No question the pitch for the opening game was better for batting. Sanath Jayasuriya led the charge and the Sri Lankans got to the sizeable score acquired by their opponents. It was typically a surface like at home. Little lateral movement, not too much bounce and coming onto the bat at a reasonable pace. The end result was a very comfortable victory for Sri Lanka. On the next occasion, it required more grafting. A collection of singles and two’s, as opposed to crashing boundaries was the requirement. They almost got it right, but in the end were twenty to twenty five runs short. The black caps scraped through in the very last delivery with just a wicket to spare. Twenty more runs would have been more than adequate.
The third game was a disaster. The team management decided to rest their leading quicker men. Had they not had any injury, resting both at one go was not a wise move. They also decided to leap frog Marvan Atapattu from number five to number three. Whatever the reasons for that decision, it is time to settle down to a definite numbers one to six.
In his story at the crease Atapattu played some delightful strokes. The manner in which he played also indicated that there were runs to be scored on the pitch. His driving on the off side both on the front and back foot was a treat to watch. He flicked a ball in the air, to square leg and was caught. Caught was the manner in which eight of the Sri Lankan batsman were dismissed. The other two were run-out!

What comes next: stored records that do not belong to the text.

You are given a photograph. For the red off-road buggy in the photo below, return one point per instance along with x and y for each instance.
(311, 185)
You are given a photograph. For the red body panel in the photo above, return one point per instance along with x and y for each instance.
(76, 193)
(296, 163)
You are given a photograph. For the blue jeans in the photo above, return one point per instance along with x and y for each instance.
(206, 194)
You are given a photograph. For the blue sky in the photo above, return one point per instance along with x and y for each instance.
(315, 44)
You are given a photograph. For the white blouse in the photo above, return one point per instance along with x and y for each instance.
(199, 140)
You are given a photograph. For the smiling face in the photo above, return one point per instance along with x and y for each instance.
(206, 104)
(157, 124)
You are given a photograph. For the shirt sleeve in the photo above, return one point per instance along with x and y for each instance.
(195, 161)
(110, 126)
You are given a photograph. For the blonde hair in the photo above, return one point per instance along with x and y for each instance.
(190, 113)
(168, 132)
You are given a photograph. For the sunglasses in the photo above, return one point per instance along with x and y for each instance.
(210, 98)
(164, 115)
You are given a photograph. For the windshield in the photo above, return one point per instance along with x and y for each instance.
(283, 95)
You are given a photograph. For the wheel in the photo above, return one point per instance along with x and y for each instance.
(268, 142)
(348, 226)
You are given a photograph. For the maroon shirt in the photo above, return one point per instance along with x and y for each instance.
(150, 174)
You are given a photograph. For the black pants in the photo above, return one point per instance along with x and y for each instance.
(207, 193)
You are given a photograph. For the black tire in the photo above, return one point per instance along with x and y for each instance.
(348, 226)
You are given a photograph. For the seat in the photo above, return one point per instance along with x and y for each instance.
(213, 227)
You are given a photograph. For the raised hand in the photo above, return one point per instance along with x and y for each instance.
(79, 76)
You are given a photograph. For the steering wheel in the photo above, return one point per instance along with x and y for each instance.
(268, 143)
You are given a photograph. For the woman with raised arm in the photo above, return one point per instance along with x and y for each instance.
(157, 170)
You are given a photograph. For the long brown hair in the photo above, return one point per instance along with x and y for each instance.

The New Zealand bowlers quickly adjusted the length they were bowling. Realizing that the Sri Lankans were getting onto the front they pulled the length back and also used the slower delivery cleverly. The Sri Lankan batsmen did not adjust. They continued to play almost in the manner they did in the first ODI and hence eight batsmen out caught.
To add to their woes two of their leading batsmen were run out. Dilshan was involved in both and he must take the rap on the knuckles. In the first instance he pushed the ball not too wide to Vettori at short mid wicket and took off challenging the left arm of the New Zealand Captain. Jayawardena trusting his partners judgment responded, only to fall short of the crease.
Next Dilshan drove powerfully to the left of Hemish Marshall and charged for a run. Marshall threw himself full stretch brought off a brilliant save, picked himself up in one movement sent in a powerful return. Dilshan who had charged out could not get back in time. Basic errors were committed. Initially in not calling and secondly for not waiting to check if the ball was fielded. It is a major problem at all levels of cricket. In Sri Lanka that players do not adhere to making the simple calls of yes, No and Wait. It is part of batting and means much in terms of avoiding run outs and collecting some additional runs. A score of 112 runs was just not good enough on that pitch.
Sri Lanka are playing seven batsmen in their team. On the tough occasions, two or three must put their hands up to stick through the difficult times and build a respectable score. There is no purpose of picking batsmen on reputation or simply because they bat in the top order. They must score runs, make their contribution consistently. It is time for Sri Lanka to pull up their socks!